Já me perguntaram várias vezes: “Porque é que gostas de testar, não é um trabalho muito monótono? é sempre a mesma coisa…” Possivelmente aos olhos dos outros, ser software tester é algo bastante trivial e repetitivo, “basicamente” é só testar, como pode ser interessante?

Mas ser software tester é tudo menos monótono, existem sempre pequenas aventuras no nosso dia-a-dia, prazos demasiado curtos para os testes que são necessários efetuar, casos de uso inexistentes ou com pouca descrição das funcionalidades, entregas que após a sua atualização a aplicação deixa de funcionar, erros que “supostamente” são corrigidos porém continuam iguais ou provocaram mais uns quantos erros, a típica frase dos programadores “mas funciona na minha máquina” e mais um ilimitado número de situações que acontecem não digo diariamente, mas com alguma recorrência.
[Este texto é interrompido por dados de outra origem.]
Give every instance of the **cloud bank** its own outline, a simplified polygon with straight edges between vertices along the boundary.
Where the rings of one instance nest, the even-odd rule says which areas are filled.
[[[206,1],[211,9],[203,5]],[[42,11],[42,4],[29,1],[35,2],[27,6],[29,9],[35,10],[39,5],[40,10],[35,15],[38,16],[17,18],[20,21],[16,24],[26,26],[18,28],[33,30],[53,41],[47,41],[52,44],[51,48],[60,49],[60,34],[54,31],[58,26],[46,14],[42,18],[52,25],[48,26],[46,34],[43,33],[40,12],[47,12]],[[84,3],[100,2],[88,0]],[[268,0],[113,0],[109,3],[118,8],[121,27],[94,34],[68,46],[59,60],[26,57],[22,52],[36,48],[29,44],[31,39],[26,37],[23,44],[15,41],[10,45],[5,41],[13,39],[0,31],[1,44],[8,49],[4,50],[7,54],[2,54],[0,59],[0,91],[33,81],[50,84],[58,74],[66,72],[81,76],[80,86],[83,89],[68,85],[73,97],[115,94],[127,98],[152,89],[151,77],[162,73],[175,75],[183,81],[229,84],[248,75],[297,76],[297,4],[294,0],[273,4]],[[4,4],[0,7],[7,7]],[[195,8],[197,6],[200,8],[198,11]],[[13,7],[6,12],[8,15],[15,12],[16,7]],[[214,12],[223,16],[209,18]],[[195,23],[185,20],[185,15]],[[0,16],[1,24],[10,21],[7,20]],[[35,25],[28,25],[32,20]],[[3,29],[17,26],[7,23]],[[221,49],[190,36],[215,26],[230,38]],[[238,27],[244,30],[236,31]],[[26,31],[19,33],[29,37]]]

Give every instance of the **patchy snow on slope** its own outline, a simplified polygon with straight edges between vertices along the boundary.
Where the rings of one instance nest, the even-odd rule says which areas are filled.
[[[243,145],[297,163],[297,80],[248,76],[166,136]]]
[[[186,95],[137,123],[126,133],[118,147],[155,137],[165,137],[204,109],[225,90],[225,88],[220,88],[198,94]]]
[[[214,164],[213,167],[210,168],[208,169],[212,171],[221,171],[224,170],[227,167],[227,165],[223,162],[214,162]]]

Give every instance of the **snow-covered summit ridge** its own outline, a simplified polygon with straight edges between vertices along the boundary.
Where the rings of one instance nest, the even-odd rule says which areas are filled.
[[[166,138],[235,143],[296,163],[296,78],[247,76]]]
Por mais frustrante que algumas situações nos pareçam, sim existem bastantes momentos frustrantes, não vou mentir, nem tudo é um mar de rosas, quem diria que poderia acontece tanto em algo que é só “testar”.

Além dos pequenos percalços, neste pequeno mundo existem sempre coisas que nos deliciam, falo por mim, que nos dão ânimo, as novas funcionalidades que nos permitem, por vezes, trabalhar com diferentes tipos de tecnologias, aprender sobre áreas de negócio tão distintas e aliciantes, poder aprender/utilizar novas ferramentas para melhorar o nosso trabalho e principalmente colocarmos todos os dias o nosso conhecimento à prova.

E para os testes mais repetitivos, como os testes de regressão, existem sempre os testes automatizados, que basicamente é a implementação em código destes testes de forma a serem executados automaticamente sem a intervenção manual do software tester, basta colocá-los a correr e assim a parte mais monótona acaba por ser facilitada.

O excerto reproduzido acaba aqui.